Every quarter we have a “Making Things Day” where each employee is invited to work for one day on something innovative, maybe in a personal area of interest or just something different to what they do every day.
Notwithstanding the member of R&D that misinterpreted the day as “Baking Things Day” and produced their first cake (very tasty I might add, thanks Andy), I thought I would write about a project a couple of us worked on using the Microsoft Kinect.
The Kinect of course is an excellent example of how a natural user interface, or NUI, can be implemented, and as such it makes it very easy to use gestures and body movement to control things. So we decided we would try using it to control sound.
As we could not obtain a Kinect for Windows sensor in time, we used the Kinect Xbox sensor. One key difference is that the Windows sensor supports “Near Mode”, allowing it to be used with objects as close as 40 cm, while the Xbox sensor requires a minimum distance of 80 cm.
We already have an app (called simply Automap and available in the App Store) that allows the iPhone to work as a controlling device for Automap Server. The app allows you to use your iPhone to control any parameter of an Automap client (such as an effect plugin, virtual instrument plugin, DAW mixer, external MIDI device…) simply by configuring appropriate mappings in the Automap Server application (which runs on your PC or Mac).

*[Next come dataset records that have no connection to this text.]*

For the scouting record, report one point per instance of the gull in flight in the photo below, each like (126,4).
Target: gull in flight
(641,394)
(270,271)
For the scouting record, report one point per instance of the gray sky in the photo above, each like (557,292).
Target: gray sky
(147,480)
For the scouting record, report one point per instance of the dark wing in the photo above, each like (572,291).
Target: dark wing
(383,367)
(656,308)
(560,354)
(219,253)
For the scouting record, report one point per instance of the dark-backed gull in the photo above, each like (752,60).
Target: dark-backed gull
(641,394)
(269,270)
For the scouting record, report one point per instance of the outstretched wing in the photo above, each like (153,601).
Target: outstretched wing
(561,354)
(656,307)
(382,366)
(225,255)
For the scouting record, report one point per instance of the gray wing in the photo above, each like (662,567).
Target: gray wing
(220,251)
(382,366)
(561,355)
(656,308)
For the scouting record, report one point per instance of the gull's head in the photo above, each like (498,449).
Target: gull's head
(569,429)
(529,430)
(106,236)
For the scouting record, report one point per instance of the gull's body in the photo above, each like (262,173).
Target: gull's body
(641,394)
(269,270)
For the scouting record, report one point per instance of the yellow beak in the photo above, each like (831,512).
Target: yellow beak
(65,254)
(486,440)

So we thought the easiest way to get up and running would be to create a Windows application using the Kinect C++ API, adapting it to speak the same protocol as the existing iPhone device so that it could connect to Automap Server without too many modifications.
The Kinect SDK supports a vast array of sensor information, including depth frames (where each pixel in the frame is given RGB values and its distance from the sensor), skeletal tracking, microphone, speech recognition etc. We decided to base our implementation on the skeleton tracking API. The returned skeletal data updates at 30 frames per second, and each frame contains the 3D positions of 20 skeletal vertices (head, shoulder left, elbow left etc.) for each of up to 2 people in the scene. Additionally, up to 4 other people can be tracked, but only in passive mode, where only the position of their centre of mass is reported rather than their full skeletal data.

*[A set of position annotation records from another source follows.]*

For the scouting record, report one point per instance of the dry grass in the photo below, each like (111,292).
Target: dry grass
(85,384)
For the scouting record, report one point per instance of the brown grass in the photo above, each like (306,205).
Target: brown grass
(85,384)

Fortunately, the Kinect SDK includes a sample application called Skeletal Viewer which tracks the image from the Kinect’s camera and superimposes the interpreted skeleton on top of the frame. We adapted this application, adding the SDKs for Automap and Bonjour (for the network communication), and a console window to output debug information in real-time.
We decided to use the vertical positions of the left hand and right hand as continuous controllers, and the left and right foot positions as toggles. Then we used Automap Server to map these as follows:
- LH vertical position → cutoff frequency
- RH vertical position → resonance
- LH foot tap 25 cm to left → next preset
- RH foot tap 25 cm to right → toggle reverb on/off
After playing with this for a bit, we thought it would be nice to add some rhythm, with the ability to start and stop it. So we mapped a hand clap to start/stop the transport, and used it to control playback of a simple loop.
- hand clap → start/stop transport
A hand-clap event was defined as the distance between the left hand and right hand vertices decreasing below 0.5m, provided this event has not occurred within the last second (to prevent spurious toggling).
Check out the video to see what we got up to!
Future directions could include:
- choice of a particular scale for the cutoff frequency rather than a continuous value
- enhancement of Automap Server to add a custom UI for the Kinect
- support for additional gestures
What ideas do you have for how a NUI could be used in next generation music and audio production?